Önce, sonra Anna Coleman Ladd, Paris günlerinde savaşta yüzü tanınmaz hale gelmiş 100 civarında gaziyi ürettiği masklarla hayata döndürdü. Sonraki yıllarda kendisine Fransa’dan gönderilen çok sayıdaki minnet mektubundan birinde şu ifadeler yer alıyordu: “Sevdiğim kadın artık beni itici bulmuyor, oysa buna hakkı var. Ne de olsa yakında eşim olacak!”

ANAPLASTOLOJİ NEDİR?

Alçı kalıptan dijital tasarıma

Anna Coleman Ladd’in 1. Dünya Savaşı sırasında sınırlı imkanlarla yaptığı işe günümüzde “anaplastoloji” adı veriliyor. Anaplastoloji, eksik ya da bozuk bir anatominin yapay maddeler yardımıyla tamam­lanması veya düzeltilmesiyle uğraşan, sanatla bilimi biraraya getiren bir disiplin. Anasplasto­loji uzmanları bugün yüz pro­tezlerinde çoğunlukla silikon ve akrilik malzeme kullanıyor, maskeleri üç boyutlu bilgisayar programlarıyla tasarlıyorlar. Bunlar vücuttaki yerlerine implantlar ve mıknatıslarla sabitleniyor. Anaplastoloji, Irak ve Afganistan’da yüzlerinden yaralanan askerlerin rehabili­tasyon programlarıyla dünya gündemine gelmişti.

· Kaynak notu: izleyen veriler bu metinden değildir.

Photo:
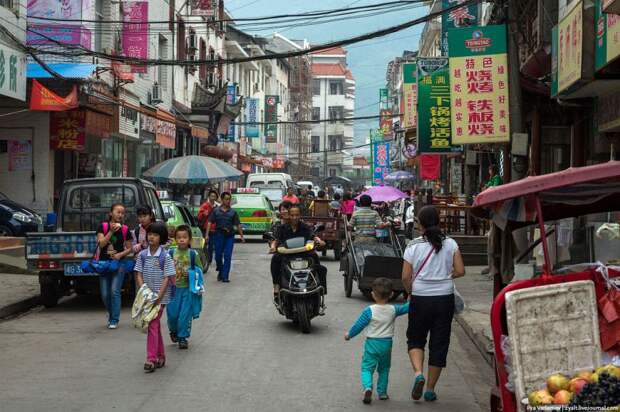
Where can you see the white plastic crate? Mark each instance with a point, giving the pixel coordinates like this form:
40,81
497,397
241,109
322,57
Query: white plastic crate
552,329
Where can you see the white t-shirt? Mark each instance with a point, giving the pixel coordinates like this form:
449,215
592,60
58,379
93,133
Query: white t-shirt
435,278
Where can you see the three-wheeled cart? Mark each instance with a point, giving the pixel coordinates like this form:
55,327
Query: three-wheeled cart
548,198
363,262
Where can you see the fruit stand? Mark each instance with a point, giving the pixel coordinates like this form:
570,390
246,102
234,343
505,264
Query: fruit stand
549,331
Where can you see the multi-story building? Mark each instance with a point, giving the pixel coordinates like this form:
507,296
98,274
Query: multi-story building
333,90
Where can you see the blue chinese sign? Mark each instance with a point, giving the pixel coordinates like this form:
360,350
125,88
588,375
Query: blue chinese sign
251,117
381,162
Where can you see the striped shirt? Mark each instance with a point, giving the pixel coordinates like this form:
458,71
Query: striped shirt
365,221
152,273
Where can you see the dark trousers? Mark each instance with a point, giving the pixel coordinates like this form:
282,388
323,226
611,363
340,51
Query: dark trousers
431,314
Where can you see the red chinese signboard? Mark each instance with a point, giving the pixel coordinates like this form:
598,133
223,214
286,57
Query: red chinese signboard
67,130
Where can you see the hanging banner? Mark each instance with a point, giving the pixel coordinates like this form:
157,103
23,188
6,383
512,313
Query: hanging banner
135,39
251,117
386,124
434,131
271,115
20,155
204,7
465,16
430,167
41,98
381,162
479,85
607,37
67,130
410,88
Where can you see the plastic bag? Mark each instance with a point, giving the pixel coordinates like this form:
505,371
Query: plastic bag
507,351
459,302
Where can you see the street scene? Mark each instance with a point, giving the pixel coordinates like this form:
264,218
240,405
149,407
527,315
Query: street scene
264,205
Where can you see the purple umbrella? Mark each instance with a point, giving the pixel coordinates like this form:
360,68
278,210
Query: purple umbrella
384,194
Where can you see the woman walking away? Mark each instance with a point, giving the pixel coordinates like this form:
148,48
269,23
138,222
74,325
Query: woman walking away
155,267
113,244
432,262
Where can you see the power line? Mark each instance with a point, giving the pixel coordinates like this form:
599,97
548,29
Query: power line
330,45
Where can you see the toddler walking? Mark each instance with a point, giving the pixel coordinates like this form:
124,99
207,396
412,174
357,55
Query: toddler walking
378,320
155,268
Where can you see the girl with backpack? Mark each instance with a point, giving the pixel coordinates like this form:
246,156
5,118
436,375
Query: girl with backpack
113,245
155,268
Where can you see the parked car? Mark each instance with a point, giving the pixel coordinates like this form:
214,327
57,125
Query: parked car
17,220
178,214
84,204
255,211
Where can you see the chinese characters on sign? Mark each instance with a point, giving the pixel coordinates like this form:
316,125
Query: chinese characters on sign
67,130
271,115
381,162
434,131
410,88
465,16
135,40
479,85
251,117
570,39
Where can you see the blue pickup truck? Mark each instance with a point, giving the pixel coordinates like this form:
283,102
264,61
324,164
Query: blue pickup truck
84,204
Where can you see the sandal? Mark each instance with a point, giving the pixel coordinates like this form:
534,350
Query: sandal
418,386
430,396
149,367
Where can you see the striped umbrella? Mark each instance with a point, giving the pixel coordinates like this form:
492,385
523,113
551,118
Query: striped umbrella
192,170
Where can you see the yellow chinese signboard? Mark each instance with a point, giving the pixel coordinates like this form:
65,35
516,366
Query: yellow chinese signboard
569,46
479,85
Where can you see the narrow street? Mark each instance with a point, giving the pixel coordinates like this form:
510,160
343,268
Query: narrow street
243,356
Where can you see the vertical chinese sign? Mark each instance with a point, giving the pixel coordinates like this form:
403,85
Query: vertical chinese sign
67,130
410,87
251,118
135,40
479,85
271,116
465,16
381,162
434,131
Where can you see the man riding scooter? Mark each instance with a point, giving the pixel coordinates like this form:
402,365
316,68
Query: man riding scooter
294,228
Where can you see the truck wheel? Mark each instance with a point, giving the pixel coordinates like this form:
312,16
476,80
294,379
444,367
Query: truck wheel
49,290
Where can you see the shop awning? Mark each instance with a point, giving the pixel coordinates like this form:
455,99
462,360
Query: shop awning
68,70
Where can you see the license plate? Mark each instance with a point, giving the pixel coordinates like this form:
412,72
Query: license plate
75,269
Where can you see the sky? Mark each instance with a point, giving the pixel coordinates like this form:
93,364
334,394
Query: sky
367,60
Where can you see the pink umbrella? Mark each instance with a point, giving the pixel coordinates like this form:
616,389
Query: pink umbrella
384,194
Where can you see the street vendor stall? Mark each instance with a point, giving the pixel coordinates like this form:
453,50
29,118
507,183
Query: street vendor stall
556,325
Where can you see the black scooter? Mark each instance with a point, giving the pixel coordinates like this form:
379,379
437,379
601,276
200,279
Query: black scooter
302,292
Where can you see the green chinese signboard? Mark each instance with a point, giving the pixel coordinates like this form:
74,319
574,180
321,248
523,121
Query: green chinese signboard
434,124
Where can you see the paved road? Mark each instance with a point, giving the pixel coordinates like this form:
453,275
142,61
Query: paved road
242,357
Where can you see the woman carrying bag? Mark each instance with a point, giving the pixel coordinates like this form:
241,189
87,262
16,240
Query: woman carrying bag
432,262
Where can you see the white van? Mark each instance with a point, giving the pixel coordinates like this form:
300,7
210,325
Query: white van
272,185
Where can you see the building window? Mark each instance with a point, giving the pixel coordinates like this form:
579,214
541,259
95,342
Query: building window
316,87
336,88
316,113
316,144
336,113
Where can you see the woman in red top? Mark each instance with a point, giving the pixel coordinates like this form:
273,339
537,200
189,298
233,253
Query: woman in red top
203,220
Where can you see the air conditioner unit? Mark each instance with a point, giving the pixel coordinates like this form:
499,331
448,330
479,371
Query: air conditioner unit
156,94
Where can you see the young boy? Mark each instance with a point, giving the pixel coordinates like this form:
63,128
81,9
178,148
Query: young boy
181,310
378,319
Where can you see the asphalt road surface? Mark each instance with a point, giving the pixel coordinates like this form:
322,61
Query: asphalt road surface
243,356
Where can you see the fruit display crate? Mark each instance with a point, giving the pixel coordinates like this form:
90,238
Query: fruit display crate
552,329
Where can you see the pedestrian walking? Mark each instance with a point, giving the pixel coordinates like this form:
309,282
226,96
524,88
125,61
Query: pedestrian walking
203,219
155,268
378,320
432,262
113,244
186,303
225,219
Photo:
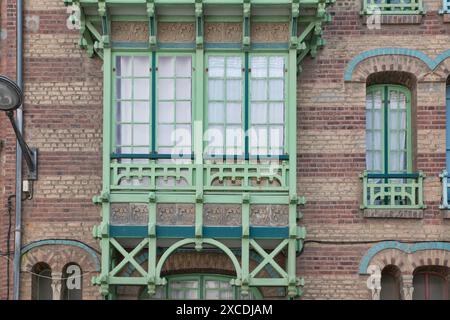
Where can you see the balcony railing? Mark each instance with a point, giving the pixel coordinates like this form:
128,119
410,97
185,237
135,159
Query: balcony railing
217,176
392,191
391,7
444,180
445,7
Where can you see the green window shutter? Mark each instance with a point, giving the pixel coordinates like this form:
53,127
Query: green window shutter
174,105
267,105
224,96
132,104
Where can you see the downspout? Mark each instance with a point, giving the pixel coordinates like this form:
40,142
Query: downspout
19,122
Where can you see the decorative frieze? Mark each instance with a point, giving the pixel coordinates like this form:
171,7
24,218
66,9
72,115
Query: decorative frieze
270,32
134,214
222,215
175,214
223,32
269,215
176,32
129,31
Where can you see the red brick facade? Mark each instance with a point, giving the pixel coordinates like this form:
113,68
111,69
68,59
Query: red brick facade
63,118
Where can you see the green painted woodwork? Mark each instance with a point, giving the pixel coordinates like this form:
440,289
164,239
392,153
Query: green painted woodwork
444,180
385,186
392,192
140,172
397,7
200,286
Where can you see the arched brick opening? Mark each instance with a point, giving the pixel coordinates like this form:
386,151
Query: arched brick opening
57,257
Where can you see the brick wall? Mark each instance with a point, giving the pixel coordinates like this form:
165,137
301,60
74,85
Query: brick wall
63,112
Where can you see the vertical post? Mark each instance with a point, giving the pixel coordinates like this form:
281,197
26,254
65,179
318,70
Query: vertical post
106,206
292,150
198,123
19,119
152,281
245,247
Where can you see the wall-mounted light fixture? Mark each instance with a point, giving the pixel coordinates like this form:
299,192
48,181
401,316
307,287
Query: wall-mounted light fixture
11,98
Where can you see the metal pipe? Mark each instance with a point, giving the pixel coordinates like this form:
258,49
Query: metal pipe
19,123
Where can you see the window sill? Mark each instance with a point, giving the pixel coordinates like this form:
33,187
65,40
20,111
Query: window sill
446,17
396,19
393,213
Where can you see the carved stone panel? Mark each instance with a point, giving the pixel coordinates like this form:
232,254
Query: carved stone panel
134,214
222,214
269,215
223,32
180,214
176,32
270,32
129,31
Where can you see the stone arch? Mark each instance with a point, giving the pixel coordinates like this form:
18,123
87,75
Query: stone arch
413,61
57,256
406,257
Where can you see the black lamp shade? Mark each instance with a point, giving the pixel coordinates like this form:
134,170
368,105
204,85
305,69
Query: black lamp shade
11,96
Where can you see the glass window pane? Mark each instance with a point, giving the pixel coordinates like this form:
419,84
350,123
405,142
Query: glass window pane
234,90
123,90
259,90
276,67
141,67
215,136
276,113
166,66
258,113
141,89
234,67
141,134
276,90
183,66
166,89
183,112
216,67
124,66
141,112
123,112
216,90
166,136
183,89
259,67
123,134
166,112
216,113
234,113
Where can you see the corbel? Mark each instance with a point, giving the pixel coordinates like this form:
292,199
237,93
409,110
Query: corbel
295,12
102,198
199,199
151,14
199,23
106,23
246,25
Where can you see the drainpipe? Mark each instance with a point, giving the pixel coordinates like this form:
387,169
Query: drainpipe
19,122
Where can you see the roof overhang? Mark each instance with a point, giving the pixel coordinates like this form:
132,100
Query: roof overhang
306,17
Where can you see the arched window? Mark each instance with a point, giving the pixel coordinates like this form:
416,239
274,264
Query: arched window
199,287
41,282
431,283
390,283
72,282
388,129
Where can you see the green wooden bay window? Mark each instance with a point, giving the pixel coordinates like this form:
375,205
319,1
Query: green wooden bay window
200,287
391,7
388,180
172,113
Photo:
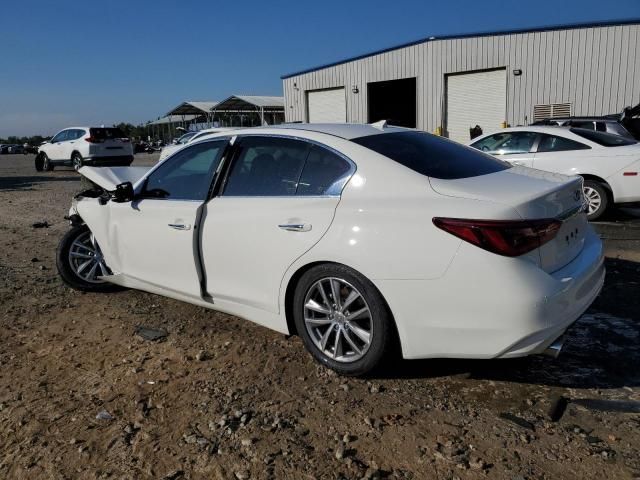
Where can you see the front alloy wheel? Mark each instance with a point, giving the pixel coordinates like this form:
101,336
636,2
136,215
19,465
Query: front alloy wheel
80,261
342,318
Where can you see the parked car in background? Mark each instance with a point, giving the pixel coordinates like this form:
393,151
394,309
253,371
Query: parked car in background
15,149
78,146
355,237
609,164
27,148
187,138
625,124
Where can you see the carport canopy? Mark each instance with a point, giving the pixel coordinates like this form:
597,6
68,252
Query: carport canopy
250,103
193,108
174,119
254,105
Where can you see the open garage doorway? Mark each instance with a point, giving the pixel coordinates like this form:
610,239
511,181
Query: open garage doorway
394,101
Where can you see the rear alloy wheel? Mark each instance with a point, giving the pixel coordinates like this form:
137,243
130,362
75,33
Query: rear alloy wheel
342,319
76,161
597,199
80,261
46,163
38,163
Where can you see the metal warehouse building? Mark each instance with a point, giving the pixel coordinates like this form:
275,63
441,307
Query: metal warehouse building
450,84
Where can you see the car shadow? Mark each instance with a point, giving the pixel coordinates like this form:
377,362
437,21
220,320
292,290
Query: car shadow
27,183
601,349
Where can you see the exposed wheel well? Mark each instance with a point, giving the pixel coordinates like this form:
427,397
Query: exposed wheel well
602,181
290,292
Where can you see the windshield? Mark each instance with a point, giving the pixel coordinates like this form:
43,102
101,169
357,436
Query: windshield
601,138
431,155
185,138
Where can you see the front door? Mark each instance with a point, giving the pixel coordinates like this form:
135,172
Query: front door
155,236
277,202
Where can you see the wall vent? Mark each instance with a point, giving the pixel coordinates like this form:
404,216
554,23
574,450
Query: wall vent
551,110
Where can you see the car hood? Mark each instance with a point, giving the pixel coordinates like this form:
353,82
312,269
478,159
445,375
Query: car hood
109,178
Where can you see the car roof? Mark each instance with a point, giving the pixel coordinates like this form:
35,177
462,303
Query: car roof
550,129
347,131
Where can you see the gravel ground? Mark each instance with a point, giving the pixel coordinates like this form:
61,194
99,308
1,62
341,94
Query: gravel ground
82,396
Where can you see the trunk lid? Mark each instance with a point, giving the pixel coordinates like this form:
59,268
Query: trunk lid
533,194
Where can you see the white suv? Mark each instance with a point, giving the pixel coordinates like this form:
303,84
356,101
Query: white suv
78,146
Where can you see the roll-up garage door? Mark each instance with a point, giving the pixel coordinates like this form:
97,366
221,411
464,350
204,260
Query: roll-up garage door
478,98
327,106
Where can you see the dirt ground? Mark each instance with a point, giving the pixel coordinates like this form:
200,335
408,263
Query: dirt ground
82,396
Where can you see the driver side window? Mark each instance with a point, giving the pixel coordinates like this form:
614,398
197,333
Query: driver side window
186,175
60,137
507,143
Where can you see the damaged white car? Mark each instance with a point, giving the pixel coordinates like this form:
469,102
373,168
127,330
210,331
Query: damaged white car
355,237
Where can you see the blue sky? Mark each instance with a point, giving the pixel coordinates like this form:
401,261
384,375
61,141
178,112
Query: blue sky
65,63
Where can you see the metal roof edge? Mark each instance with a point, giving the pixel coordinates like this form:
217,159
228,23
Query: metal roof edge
548,28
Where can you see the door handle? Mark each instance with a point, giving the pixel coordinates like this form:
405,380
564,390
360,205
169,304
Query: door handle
296,227
180,226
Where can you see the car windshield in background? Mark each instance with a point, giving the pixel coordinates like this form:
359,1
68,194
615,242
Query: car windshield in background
106,133
604,139
432,156
185,138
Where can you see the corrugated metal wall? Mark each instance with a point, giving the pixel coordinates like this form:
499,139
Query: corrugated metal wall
595,69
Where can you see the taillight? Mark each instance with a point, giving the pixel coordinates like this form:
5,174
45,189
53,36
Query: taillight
510,238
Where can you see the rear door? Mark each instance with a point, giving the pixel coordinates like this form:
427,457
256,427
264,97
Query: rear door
278,200
155,235
514,147
55,151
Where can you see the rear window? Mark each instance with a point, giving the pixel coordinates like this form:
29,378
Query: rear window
601,138
106,133
432,156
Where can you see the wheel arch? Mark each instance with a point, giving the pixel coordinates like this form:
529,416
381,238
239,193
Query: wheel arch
602,181
293,282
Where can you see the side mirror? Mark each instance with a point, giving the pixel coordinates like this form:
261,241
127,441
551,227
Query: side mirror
123,193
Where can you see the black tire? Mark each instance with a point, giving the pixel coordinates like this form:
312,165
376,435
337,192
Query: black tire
76,161
380,319
66,269
596,193
39,163
46,163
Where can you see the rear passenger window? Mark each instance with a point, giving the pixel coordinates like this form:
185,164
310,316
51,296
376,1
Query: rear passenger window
325,173
551,143
507,143
266,166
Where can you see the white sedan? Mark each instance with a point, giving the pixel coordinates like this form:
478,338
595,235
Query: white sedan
355,237
609,164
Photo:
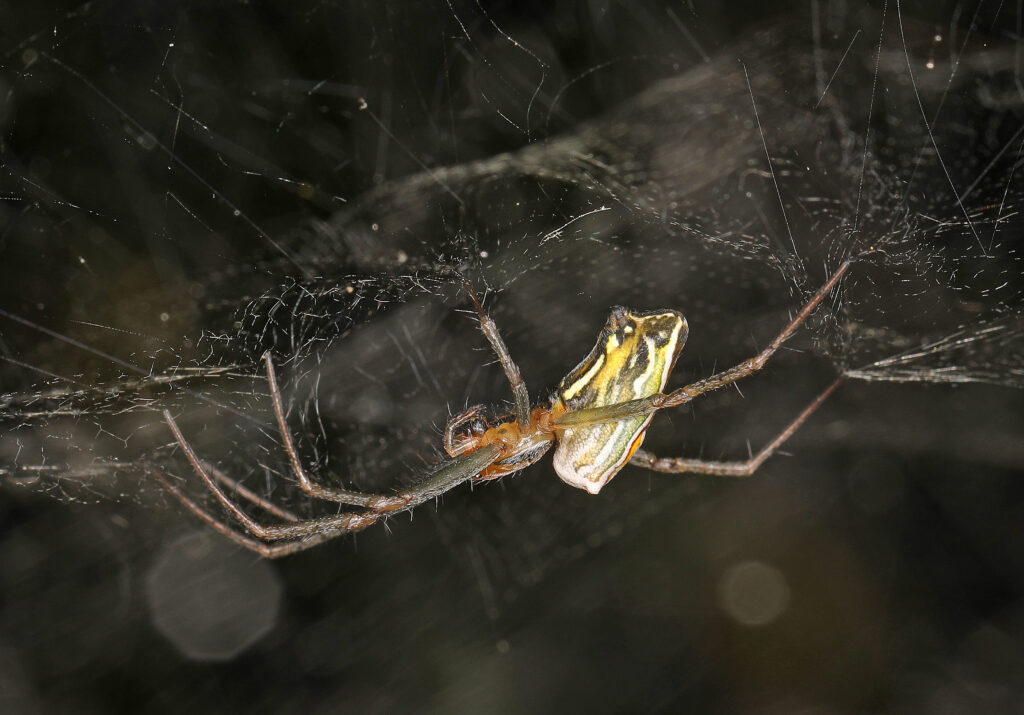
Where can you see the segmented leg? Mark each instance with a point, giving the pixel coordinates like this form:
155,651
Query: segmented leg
685,394
241,490
371,501
489,330
677,465
309,533
467,443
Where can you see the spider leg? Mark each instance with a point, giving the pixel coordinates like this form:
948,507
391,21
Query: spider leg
642,458
241,490
372,501
489,330
321,530
263,549
453,426
643,406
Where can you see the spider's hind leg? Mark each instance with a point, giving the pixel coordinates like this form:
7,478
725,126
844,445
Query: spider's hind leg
677,465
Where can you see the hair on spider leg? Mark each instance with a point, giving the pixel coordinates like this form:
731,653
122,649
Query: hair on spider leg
596,421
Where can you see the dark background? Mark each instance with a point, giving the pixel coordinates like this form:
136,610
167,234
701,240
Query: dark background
187,185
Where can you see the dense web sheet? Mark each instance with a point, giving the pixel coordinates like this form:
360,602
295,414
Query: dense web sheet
187,191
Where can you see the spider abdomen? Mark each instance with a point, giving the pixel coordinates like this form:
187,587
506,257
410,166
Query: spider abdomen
633,359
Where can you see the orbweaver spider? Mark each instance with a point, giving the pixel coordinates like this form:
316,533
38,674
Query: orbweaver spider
596,420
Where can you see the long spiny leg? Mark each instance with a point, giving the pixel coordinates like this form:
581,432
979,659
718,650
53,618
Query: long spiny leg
747,468
685,394
263,549
241,490
445,478
371,501
456,449
489,330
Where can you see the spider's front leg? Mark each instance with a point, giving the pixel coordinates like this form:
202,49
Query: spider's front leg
463,444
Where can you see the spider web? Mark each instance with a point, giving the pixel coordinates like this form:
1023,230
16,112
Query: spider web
184,200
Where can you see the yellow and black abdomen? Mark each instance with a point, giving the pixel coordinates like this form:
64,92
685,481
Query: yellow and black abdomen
633,359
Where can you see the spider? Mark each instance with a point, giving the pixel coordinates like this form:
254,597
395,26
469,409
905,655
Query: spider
596,420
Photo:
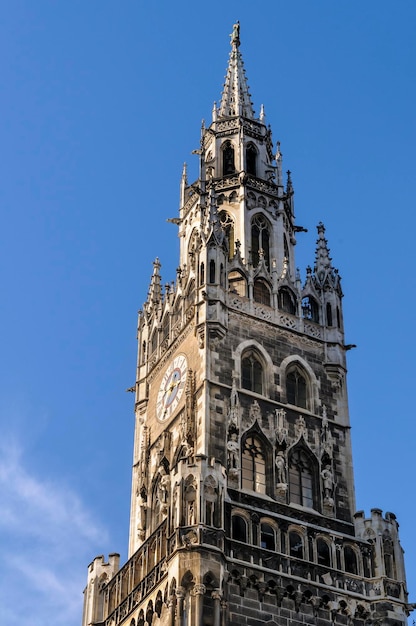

MODERN SİPER SAVAŞININ ETKİSİ

‘Suratsız gazilerin dramı’

10 milyondan fazla askerin öldüğü, 21 milyon kişinin yaralandığı 1. Dünya Savaşı’nın karakteristiklerinden biri de baş ve yüzleri kolay hedef haline getiren siper savaşıydı. Yetersiz kasklar kafayı bir ölçüde korurken, yüz en savunmasız bölge durumundaydı. Gaz bom­balarının yol açtığı surat travma­larında da müthiş bir artış vardı. İngiltere’de çıkan Social History of Medicine dergisinde 2011’de yayımlanan bir makaleye göre 60.500 İngiliz askeri yüzünden ya da gözünden yaralanmıştı. Fransız ve Alman ordularında da durum pek farklı değildi. Üs­telik ne hekimler ne de sıradan insanlar bu duruma hazırlıklıy­dı. Çoğunlukla basit yaraları onarmaya alışık olan estetik cerrahlar bir anda yarısı kayıp bir yüzü toparlamak gibi zor bir görevle karşı karşıya kalıyor, geleneksel savaşlarda kolunu, bacağını kaybeden askerlere kısmen alışık olan siviller ise bu “suratsız gaziler”i kabullenmek­te güçlük çekiyordu.